Like Esther, Teresa Challey, 67, is another beneficiary and a resident of Gwekpolorsue village in Margibi County. The widow had a very difficult time taking care of her children but with the help of BRAC Liberia, she now owns a shop and engages in charcoal production.
"I'm better off now because I eat well and can help my children and grandchildren," Ma Teresa said, disclosing that she received a total of L$21,000 during the share-out, including the match fund from BRAC Liberia.
BRAC Country Director praised the women for their courage to transform their Lives, adding that the idea behind the initiative is to "uplift the poorest of the poor" especially women-headed households -- from extreme poverty to the level that is appreciable to ensure that they provide the necessities for them and their families.
Mr. Kamara said, "This is an initiative that is new in Liberia, if not the rest of Africa. In development, you do not always expect the outcome to be a hundred percent. It will be good if we can achieve 70 to 80 percent of sustainability.
"But I am sure that we can achieve 90 percent because we have given them the training and the skills and am seeing a lot of enthusiasms in the women to graduate themselves from extreme poverty"
He added that 500 extremely poor households are benefiting from the project in Margibi County and an additional 250 in Bong County.
Mr. Kamara said: "I feel good when I see women succeeding than my fellow men.
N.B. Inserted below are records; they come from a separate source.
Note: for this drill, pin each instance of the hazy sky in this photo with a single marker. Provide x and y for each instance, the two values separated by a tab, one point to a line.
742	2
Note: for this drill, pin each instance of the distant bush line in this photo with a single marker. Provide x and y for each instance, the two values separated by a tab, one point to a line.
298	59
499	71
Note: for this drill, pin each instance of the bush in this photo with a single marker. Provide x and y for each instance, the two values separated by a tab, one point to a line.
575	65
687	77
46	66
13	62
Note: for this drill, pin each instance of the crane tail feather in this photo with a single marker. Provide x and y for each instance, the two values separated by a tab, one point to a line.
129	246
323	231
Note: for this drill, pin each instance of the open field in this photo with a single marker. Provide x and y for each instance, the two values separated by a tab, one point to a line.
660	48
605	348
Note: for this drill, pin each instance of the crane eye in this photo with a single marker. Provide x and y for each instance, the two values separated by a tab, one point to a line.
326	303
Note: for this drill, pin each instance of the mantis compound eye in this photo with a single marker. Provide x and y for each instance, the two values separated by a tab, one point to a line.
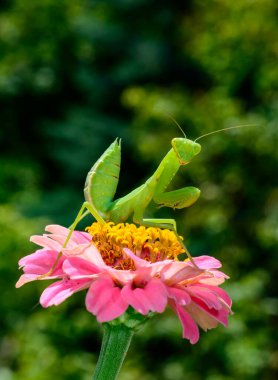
185	149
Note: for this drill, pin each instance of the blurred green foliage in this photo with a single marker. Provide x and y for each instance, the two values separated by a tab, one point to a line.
74	76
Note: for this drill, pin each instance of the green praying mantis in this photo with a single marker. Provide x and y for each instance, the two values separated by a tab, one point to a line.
102	180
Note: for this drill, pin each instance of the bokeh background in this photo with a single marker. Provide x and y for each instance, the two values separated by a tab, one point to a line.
74	75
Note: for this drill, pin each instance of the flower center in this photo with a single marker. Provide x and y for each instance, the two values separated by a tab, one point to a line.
149	243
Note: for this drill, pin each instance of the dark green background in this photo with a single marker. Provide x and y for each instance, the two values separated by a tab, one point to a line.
74	75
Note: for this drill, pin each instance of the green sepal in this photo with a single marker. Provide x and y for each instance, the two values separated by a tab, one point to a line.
131	319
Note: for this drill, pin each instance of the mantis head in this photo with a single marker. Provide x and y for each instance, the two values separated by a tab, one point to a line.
185	149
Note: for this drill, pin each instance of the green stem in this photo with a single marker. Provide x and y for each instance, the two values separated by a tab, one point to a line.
115	344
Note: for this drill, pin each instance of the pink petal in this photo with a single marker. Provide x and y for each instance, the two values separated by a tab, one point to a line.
61	290
76	268
219	315
46	242
206	262
41	262
178	272
205	295
154	268
203	319
189	327
222	295
57	229
105	301
153	297
180	295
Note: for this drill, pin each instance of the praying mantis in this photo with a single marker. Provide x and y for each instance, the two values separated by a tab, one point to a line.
102	180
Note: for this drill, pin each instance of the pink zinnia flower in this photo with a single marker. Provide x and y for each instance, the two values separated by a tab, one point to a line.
127	266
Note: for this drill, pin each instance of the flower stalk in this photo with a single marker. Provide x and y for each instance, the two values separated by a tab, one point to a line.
115	344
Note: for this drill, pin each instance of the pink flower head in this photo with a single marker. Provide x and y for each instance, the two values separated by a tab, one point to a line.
126	266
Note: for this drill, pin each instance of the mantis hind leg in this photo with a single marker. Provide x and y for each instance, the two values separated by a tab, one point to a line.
170	224
86	208
180	198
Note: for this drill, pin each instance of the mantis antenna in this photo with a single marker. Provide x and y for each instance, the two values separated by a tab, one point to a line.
225	129
177	124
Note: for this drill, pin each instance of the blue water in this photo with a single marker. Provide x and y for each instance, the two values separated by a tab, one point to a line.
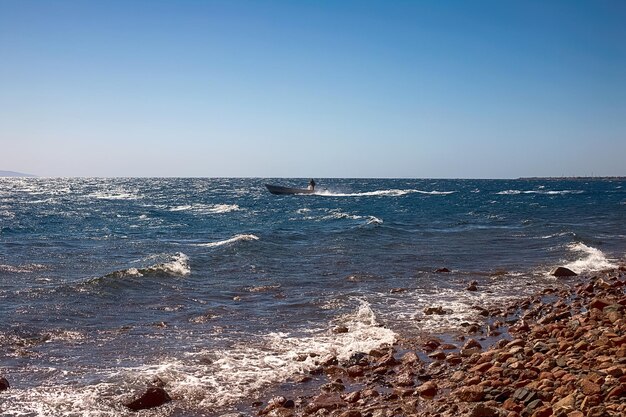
219	288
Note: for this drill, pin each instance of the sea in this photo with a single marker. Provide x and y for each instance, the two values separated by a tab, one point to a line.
224	291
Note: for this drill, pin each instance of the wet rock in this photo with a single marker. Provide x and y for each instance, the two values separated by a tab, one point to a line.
427	389
482	410
473	393
472	344
355	371
563	272
589	388
153	397
328	402
352	397
434	310
410	358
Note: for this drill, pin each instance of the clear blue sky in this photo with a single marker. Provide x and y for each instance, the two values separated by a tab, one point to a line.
472	89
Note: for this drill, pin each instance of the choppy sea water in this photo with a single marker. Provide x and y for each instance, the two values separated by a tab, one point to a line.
222	289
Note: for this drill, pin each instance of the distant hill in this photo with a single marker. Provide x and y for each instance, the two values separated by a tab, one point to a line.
14	174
The women took me to the site and I was glad when I saw pigs, sheep, goats, and table markets,"
Also, community leaders of Gwekpolorsue village and Horton Farm praised the NGO for empowering the "struggling women," adding that the women are gradually becoming the breadwinners for their families.
"Today, some of the women in my town that used to credit from people and the people sued them to court for repayments defaults are no longer sued to my court for more than a year," said Joe. Kortimah chief of Horton Farm Town.
"I see them moving too fast and I am surprised for what BRAC Liberia is doing for the women in my town. Thank you plenty for empowering my women."
John Lamie, Town Chief of Gwekpolorsue village, added: "I want to say thank you to BRAC Liberia for making our women strong to stand and do things on their own."